Gross abuse of dreaded anti-terror law must end

:: M Y Siddiqui ::

Implication of 102 persons under the dreaded anti-terror law in the recent communal riots in the BJP ruled Tripura state has put spotlight on the gross abuse of the UAPA (the Unlawful Activities Prevention Act, 1967) as amended to date to suppress voices of dissent or banner of alarms against the repression of innocents. Tripura communal riots, viewed as a reprisal against anti-minority skirmishes in Bangladesh in the wake of ten-day long Durga Puja (Dussehra) triggered by Vishwa Hindu Parishad (VHP), a hardcore right wing Hindutwa organization and part of enlarged Sangh Pariwar, resulted in burning of several mosques, shops and houses of particular minority community. Of the implicated persons, 100 are Muslims and rest others. With this, the misuse of the stiffest anti-terror law in BJP ruled states has reached absurd extremes. The good news is the Supreme Court has taken cognizance of it.

Since 2014, when the BJP led NDA Union Government took over, abuse of the draconian UAPA law has increased five times as per the latest reports by the National Crime Records Bureau (NCRB). In 2014, 2833 persons were implicated in the UAPA, in 2015, 3446, during 2016, 3962, in 2017, 4451, in 2018, 5102 and in 2019, 5134. Rising graph of increasing abuse of the anti-terror law against innocents and for that matter dissenters, questioning the democratically elected governments by intellectuals, media persons, civil rights activists, politicians, lawyers and others like men and women of goodwill and substance to whom the country’s interests are upper most, are misconstrued anti-national acts and such people are framed under the most draconian laws like UAPA, NSA, Sedition and so on and innocents are incarcerated without bail for using their non-violent legal and Constitutional democratic rights. This is viewed as a familiar ploy of the BJP ruled India together with its administered state governments with impunity to suppress voices of dissent to terrorise the people in order to keep them in fear just to divert public attention from the pressing problems of ever rising unemployment, unbearable inflation and growing social tensions.

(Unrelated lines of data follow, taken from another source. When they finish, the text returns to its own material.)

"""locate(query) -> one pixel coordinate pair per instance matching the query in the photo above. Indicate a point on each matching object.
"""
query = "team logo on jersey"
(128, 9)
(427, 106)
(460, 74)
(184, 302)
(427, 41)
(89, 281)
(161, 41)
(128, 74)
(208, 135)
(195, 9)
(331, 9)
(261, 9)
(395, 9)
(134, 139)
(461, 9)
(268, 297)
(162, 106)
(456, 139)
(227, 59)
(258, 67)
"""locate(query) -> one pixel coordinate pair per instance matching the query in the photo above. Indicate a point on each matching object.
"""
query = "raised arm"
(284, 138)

Present UAPA has been shaped by six amendments, the latest in 2019, allowing individuals to be designated as terroristby the state, adding to stiffest provisions that made space for confessions to police and jail for an under-trial almost certain, with the usual assumption of an accused’s innocence until proven guilty effectively reversed. By the avowals of law enforcers and security experts, such preventive stringency is required for extraordinary threats like terror, which cannot be tackled within a legal frame meant for less consequential violations and has been around in various forms. UAPA is a version of POTA, which was modeled on TADA. During the Emergency, it was MISA. 

Rulers, to quash civil liberties, human rights and muzzle free voices, have always misused these dreaded laws. Today, as never before, ever growing indiscriminate abuse of UAPA is alarming with the lower judiciary being complicit with its general reticence to grant bail, turning the incarcerated as criminals. All in gross violation of the Supreme Court of India guidelines to grant bail in all such motivated frame-up cases except in dreaded acts of terrorism and subversion. Conduct of subordinate judiciary’s common hesitancy in not granting bail in all such cases has the potential to turn India in a police state making bonfire of the rule of law based Constitutional democratic governance.

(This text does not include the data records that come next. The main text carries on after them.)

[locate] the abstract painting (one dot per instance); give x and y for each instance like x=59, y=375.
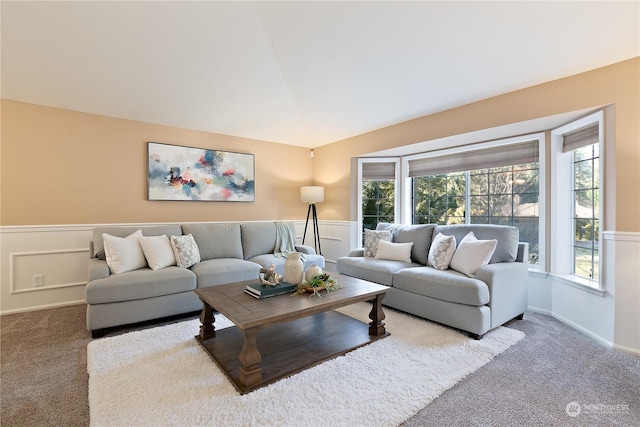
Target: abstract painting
x=187, y=173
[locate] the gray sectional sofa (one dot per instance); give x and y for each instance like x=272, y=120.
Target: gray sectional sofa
x=229, y=252
x=496, y=295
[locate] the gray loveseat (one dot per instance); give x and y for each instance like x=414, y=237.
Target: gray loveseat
x=229, y=252
x=496, y=295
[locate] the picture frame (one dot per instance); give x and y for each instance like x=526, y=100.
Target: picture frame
x=177, y=172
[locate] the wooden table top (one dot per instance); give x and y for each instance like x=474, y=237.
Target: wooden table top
x=247, y=312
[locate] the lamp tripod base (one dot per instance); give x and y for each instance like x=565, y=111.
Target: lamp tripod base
x=316, y=231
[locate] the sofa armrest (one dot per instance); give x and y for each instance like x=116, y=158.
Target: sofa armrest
x=98, y=269
x=357, y=252
x=304, y=249
x=508, y=289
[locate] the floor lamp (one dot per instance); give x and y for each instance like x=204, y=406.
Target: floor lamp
x=312, y=194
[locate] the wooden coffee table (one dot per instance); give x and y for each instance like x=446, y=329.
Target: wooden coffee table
x=293, y=332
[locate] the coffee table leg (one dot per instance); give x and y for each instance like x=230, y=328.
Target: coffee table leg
x=376, y=326
x=207, y=319
x=250, y=359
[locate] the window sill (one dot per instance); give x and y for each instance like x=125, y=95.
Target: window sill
x=535, y=272
x=579, y=283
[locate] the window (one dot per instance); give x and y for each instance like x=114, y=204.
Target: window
x=576, y=194
x=586, y=212
x=439, y=199
x=377, y=193
x=491, y=183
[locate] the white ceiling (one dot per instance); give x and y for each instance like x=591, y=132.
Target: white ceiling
x=301, y=73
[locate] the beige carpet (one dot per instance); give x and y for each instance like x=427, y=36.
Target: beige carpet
x=161, y=376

In all such cases, police has lost its sheen and emerged beyond doubt, partisan, communal, brutish, corrupt, nasty and repressive, so much for citizen’s fundamental rights to life, civil liberties, personal dignity and others as guaranteed by the Constitution of India. Police functions in gross violations of their oath of office as neutral and upright law enforcing agency and act without fear and favour. Police is a willing partner of ruling politicians to frame innocents just to settle scores as vendetta politics. People mustfight such atrocious police force to restore their faith in a functional democratic norm. 

In such prevailing scenario, the inaction by the National Human Rights Commission (NHRC), empowered by representation on it by Chairpersons of National Commission for Women, National Commission for Backwards, National Commission for Minorities, National Commission for Scheduled Castes and National Commission for Scheduled Tribes, is sickening. NHRC’s silence is worrisome. It has been emasculated and made irrelevant. With ever increasing loss of public faith in the hollowed out public institutions, democracy in India is thoroughly decimated with apparent Constitutional democratic apparatuses’s façade maintained. For all practical purposes, India is now electoral autocracy, still with some glimmer of hope and trusts in the apex court as the ultimate sentinel of people’s human rights. After all, it is scandalous for the petty them and us divisions of politics to colour the genuine enforcement of law. Civil liberties must be assured to all by the rule of law.